Start with history, add your five senses, and conclude with heart and mind.
That’s my formula for researching to write a historical novel; a genre that requires a combination of accuracy and inventiveness. In the case of my Ethan Gage novels, I have a fictional American interacting amusingly with famous real people but I have to make it convincing.
The Ethan Gage novels move sequentially in real time, meaning that unlike a James Bond or Sherlock Holmes tale, we know what year it is. Ethan’s adventures are tied to the events of the day.
My first step, then, is to read general histories of the period and create a timeline for, say, 1803. What was happening, and where?
A decision is then made to send my hero on an adventure in a particular place. That means more reading of what was going on during that particular episode, plus biographies of people Ethan might meet there.
Some of this history, while impressively researched, is dull as told. I read boring books so you won’t have to. I take notes off the books of lively incidents, curious personalities, witty quotes, and colorful locales so only the ripest fruit can go into my novels.
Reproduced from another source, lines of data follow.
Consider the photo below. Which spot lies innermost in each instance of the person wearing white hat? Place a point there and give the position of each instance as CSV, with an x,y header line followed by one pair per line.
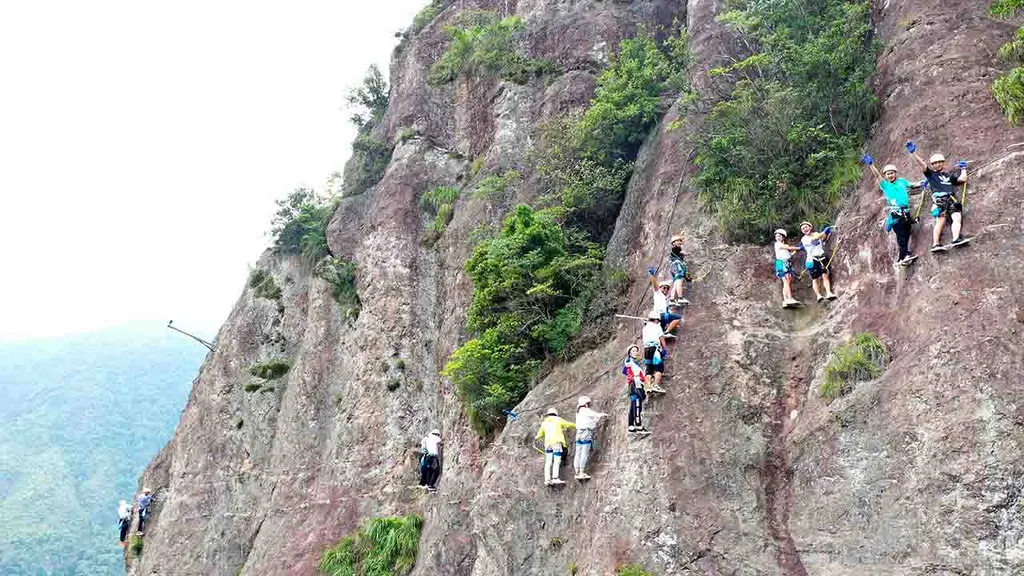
x,y
783,268
945,203
430,460
896,194
124,520
552,430
679,271
587,420
653,351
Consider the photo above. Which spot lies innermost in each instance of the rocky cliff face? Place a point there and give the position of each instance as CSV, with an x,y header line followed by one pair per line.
x,y
749,470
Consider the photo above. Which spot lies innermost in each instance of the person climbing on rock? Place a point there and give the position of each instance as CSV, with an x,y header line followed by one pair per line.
x,y
553,433
660,292
817,260
945,203
897,196
144,500
653,352
670,321
635,381
124,520
587,420
679,271
430,460
783,268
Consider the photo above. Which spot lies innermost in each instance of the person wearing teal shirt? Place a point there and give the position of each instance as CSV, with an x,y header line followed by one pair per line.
x,y
897,196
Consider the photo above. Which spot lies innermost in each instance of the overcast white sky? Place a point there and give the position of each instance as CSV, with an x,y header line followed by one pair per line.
x,y
142,146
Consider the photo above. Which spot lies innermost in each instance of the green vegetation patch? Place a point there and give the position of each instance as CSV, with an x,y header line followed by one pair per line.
x,y
1009,87
340,274
270,370
262,285
496,184
632,570
783,146
527,288
299,227
862,359
485,45
384,546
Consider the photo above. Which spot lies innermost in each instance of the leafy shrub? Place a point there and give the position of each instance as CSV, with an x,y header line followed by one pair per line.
x,y
495,186
269,370
135,545
783,146
861,359
299,227
485,45
263,285
370,99
384,546
587,160
439,203
340,274
1009,91
525,284
632,570
368,163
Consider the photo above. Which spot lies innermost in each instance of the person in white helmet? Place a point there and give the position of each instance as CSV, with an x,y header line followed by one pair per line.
x,y
896,194
587,420
430,461
653,352
945,203
783,268
553,433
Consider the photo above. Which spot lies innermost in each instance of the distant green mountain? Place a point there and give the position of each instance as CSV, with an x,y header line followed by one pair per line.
x,y
80,417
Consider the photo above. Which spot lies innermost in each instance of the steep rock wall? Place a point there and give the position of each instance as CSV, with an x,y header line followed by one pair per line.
x,y
748,470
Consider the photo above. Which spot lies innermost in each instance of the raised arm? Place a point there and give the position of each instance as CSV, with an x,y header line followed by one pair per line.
x,y
912,150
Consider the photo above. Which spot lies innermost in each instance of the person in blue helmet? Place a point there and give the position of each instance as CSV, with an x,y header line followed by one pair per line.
x,y
896,193
945,203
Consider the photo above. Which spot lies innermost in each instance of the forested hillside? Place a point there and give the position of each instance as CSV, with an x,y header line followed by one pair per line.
x,y
80,418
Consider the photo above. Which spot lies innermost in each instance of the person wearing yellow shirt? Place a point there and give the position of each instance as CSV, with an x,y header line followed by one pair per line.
x,y
553,433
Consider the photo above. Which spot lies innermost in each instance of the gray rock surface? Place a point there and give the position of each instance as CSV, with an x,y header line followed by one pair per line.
x,y
748,471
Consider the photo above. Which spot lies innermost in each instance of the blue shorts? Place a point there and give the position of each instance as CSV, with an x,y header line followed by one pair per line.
x,y
782,268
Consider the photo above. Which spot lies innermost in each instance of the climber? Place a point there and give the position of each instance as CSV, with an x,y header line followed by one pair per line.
x,y
430,460
670,320
944,200
660,291
635,382
653,352
124,520
895,192
813,244
783,269
552,430
679,271
587,420
144,500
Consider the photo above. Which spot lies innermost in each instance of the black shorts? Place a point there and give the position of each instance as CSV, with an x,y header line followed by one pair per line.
x,y
652,361
817,268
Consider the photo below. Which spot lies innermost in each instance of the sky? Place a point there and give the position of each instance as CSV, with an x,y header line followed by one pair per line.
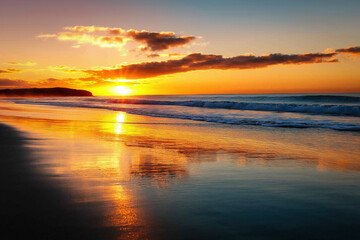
x,y
114,47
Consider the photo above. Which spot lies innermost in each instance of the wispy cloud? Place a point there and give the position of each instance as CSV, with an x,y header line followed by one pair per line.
x,y
349,50
11,83
107,37
10,70
22,64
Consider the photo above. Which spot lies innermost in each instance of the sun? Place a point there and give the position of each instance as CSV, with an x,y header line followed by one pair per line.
x,y
121,90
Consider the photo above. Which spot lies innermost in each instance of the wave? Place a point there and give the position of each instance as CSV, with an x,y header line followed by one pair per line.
x,y
321,109
226,117
306,98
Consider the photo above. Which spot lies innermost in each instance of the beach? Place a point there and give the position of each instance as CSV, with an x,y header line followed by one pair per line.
x,y
91,172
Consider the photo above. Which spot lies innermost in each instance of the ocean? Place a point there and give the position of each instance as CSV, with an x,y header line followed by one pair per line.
x,y
331,111
264,166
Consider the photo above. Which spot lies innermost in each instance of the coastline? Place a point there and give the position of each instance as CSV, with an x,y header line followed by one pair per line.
x,y
106,174
33,206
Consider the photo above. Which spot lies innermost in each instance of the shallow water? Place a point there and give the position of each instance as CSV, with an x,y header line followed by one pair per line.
x,y
162,178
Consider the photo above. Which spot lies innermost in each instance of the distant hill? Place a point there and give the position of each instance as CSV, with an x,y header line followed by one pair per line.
x,y
44,92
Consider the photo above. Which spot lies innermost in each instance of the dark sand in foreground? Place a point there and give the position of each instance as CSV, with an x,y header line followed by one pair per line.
x,y
31,207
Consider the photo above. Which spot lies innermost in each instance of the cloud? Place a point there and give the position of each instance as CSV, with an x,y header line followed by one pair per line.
x,y
198,61
22,64
349,50
117,37
153,55
10,70
159,41
13,83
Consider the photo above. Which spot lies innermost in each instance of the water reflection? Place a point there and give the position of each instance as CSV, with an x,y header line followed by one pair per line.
x,y
120,119
108,158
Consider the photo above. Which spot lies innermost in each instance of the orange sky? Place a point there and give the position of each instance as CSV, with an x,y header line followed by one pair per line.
x,y
180,48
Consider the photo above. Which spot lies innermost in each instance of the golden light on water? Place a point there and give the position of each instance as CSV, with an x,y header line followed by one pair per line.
x,y
120,119
121,90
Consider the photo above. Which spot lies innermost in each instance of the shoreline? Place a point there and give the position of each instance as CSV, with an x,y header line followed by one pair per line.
x,y
33,206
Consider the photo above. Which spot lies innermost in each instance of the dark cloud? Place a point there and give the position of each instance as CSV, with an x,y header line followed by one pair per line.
x,y
155,41
13,83
10,70
153,55
350,50
198,61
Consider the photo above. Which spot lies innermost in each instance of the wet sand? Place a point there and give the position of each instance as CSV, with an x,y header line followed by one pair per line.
x,y
32,206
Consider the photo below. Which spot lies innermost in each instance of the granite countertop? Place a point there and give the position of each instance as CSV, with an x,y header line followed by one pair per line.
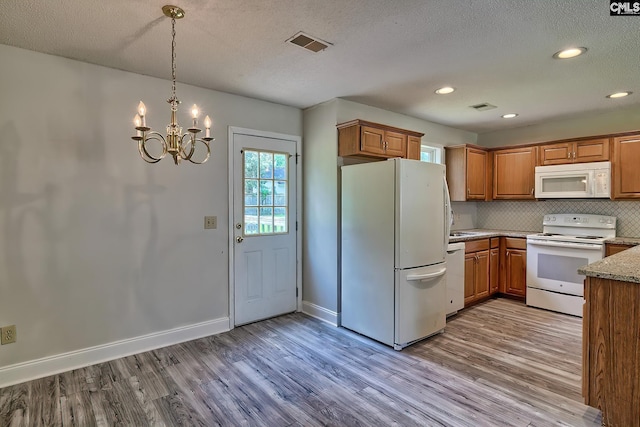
x,y
480,233
623,266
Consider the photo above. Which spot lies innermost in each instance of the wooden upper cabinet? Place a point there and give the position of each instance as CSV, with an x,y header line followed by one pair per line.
x,y
514,173
414,147
468,173
583,151
359,138
372,140
625,179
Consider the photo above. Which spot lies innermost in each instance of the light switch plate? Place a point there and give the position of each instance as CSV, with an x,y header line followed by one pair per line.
x,y
8,335
210,222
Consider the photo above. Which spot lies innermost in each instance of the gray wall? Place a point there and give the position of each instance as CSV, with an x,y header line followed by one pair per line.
x,y
321,260
97,245
619,120
527,215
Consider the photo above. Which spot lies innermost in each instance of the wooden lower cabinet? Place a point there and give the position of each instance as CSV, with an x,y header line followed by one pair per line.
x,y
494,266
614,248
513,262
476,271
611,350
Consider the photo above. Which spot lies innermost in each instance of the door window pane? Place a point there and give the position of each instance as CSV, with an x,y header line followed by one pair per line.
x,y
266,165
266,193
250,164
250,221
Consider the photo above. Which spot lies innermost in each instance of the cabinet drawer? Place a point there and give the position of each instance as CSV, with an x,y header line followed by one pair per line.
x,y
515,243
495,242
476,245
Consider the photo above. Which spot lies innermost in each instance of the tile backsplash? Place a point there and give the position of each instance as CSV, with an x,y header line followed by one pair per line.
x,y
527,215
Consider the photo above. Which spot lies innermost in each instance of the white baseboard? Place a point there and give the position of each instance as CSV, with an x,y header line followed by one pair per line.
x,y
33,369
321,313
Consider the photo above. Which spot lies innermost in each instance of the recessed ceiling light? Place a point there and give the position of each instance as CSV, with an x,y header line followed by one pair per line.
x,y
570,53
445,90
619,94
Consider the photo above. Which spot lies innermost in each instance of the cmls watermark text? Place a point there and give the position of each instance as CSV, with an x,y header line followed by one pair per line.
x,y
620,8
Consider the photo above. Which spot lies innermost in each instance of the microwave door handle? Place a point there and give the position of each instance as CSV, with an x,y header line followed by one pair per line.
x,y
564,244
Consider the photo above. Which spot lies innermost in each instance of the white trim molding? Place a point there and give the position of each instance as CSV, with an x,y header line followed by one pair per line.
x,y
34,369
321,313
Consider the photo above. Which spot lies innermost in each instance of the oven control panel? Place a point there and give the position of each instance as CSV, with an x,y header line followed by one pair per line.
x,y
580,220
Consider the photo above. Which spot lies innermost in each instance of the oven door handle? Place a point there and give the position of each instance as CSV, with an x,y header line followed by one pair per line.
x,y
565,244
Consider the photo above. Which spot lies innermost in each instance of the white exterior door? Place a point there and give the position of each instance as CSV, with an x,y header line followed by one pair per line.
x,y
264,227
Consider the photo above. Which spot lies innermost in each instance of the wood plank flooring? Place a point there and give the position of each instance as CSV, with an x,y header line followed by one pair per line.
x,y
499,363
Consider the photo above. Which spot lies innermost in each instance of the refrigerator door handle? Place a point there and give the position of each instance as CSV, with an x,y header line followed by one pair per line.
x,y
448,214
426,276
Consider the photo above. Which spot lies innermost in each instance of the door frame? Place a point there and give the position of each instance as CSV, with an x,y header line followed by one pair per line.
x,y
233,130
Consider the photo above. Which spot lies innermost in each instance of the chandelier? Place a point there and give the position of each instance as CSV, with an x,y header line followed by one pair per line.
x,y
152,145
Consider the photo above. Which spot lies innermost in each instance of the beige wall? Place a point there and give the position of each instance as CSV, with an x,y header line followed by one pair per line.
x,y
97,246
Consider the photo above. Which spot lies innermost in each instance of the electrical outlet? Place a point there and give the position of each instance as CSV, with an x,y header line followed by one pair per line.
x,y
8,335
210,222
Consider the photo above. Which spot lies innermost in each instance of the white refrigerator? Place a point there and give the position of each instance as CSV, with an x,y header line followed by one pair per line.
x,y
395,230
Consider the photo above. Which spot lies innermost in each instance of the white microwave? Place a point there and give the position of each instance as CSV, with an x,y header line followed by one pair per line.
x,y
576,180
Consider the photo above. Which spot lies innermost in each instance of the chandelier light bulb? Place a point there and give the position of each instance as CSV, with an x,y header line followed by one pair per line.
x,y
207,127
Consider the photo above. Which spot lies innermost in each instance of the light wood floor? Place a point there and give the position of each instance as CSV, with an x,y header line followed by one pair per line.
x,y
498,364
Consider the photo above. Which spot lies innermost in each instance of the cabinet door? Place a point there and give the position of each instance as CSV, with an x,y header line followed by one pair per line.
x,y
469,277
395,144
482,274
494,270
516,272
514,173
614,248
592,150
371,140
626,173
476,174
413,148
556,154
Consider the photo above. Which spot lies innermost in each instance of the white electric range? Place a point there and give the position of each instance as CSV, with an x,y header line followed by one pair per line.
x,y
568,242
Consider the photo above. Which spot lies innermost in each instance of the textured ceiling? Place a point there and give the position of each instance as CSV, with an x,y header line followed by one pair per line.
x,y
388,54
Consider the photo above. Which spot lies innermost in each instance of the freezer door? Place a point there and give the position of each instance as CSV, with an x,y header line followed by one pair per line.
x,y
421,214
420,303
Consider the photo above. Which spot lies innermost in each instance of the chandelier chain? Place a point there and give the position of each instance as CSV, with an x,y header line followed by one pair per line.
x,y
154,146
173,60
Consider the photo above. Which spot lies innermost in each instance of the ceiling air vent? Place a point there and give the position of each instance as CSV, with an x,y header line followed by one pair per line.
x,y
309,43
483,107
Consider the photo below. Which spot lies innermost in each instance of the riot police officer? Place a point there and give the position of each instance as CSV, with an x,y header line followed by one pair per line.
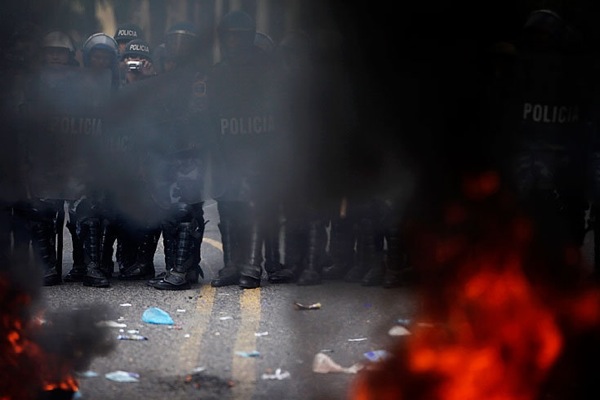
x,y
546,124
244,119
176,157
58,49
95,212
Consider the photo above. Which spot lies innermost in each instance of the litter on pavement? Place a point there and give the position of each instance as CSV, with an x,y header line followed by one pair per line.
x,y
248,354
300,306
122,376
398,330
324,364
377,355
278,375
132,337
155,315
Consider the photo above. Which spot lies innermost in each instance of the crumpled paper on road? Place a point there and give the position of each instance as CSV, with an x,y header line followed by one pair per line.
x,y
324,364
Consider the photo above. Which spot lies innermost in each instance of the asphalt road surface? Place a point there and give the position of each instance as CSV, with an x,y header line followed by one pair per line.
x,y
203,354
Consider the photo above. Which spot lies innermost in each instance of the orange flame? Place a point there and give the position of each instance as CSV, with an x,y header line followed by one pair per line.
x,y
505,324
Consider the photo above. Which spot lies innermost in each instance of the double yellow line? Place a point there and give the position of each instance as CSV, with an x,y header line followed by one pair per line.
x,y
244,372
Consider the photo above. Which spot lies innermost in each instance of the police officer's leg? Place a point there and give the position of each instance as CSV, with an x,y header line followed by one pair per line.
x,y
43,233
315,252
251,247
397,267
228,227
341,247
196,271
21,230
89,229
366,245
5,234
183,230
78,270
277,272
145,242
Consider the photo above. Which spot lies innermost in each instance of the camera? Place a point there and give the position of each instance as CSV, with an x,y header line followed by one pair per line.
x,y
135,65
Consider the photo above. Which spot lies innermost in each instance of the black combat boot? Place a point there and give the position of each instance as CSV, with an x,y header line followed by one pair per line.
x,y
143,267
376,263
397,271
341,248
316,242
230,273
79,269
175,278
251,266
108,237
295,245
365,251
90,235
276,271
44,242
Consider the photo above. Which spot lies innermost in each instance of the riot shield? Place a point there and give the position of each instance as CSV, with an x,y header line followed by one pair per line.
x,y
65,121
171,137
From this I work up an outline. Since Ethan must plausibly affect history while remaining an outsider, and because I need a dramatic conclusion, I must map out the story to make he sure he can get from Point A to Point B by the recorded date in history.
I can invent, but only in the context of a real world with real events.
The research will continue as long as I am writing the novel. Answering new questions as the story progresses can be as simple as looking things up on Wikipedia to tracking down reprints of memoirs written centuries ago.
I try to travel to the places I write about. Museums, castles, forts and churches can be tremendously useful, as are photographs taken of the locale.
I’m also trying to find out how things look, sound, smell, taste and feel. Historical re-enactors can show me what a musket sounds like, kicks like, and how much gun smoke it generates. I can watch smiths, craftsmen, eat period foods, and study clothes. I’m reminded how big a horse is, and how smoky a hearth smells. Novel writing requires visualization, so I’m building a movie in my head.
Historical novels don’t require a ‘message’ but the biggest problem in writing a book is deciding what it’s about.
That’s where the heart and mind comes in. Part of researching is plumbing oneself. What would a key character desire? What would they feel in a historical situation? What would their actions mean about how we live our lives?
That’s what gives a novel depth. By thinking about a book so long, you begin to discern its meaning. You create a world that seems almost tangible.
Then, by the end, you’ve read enough to map out where the hero goes next.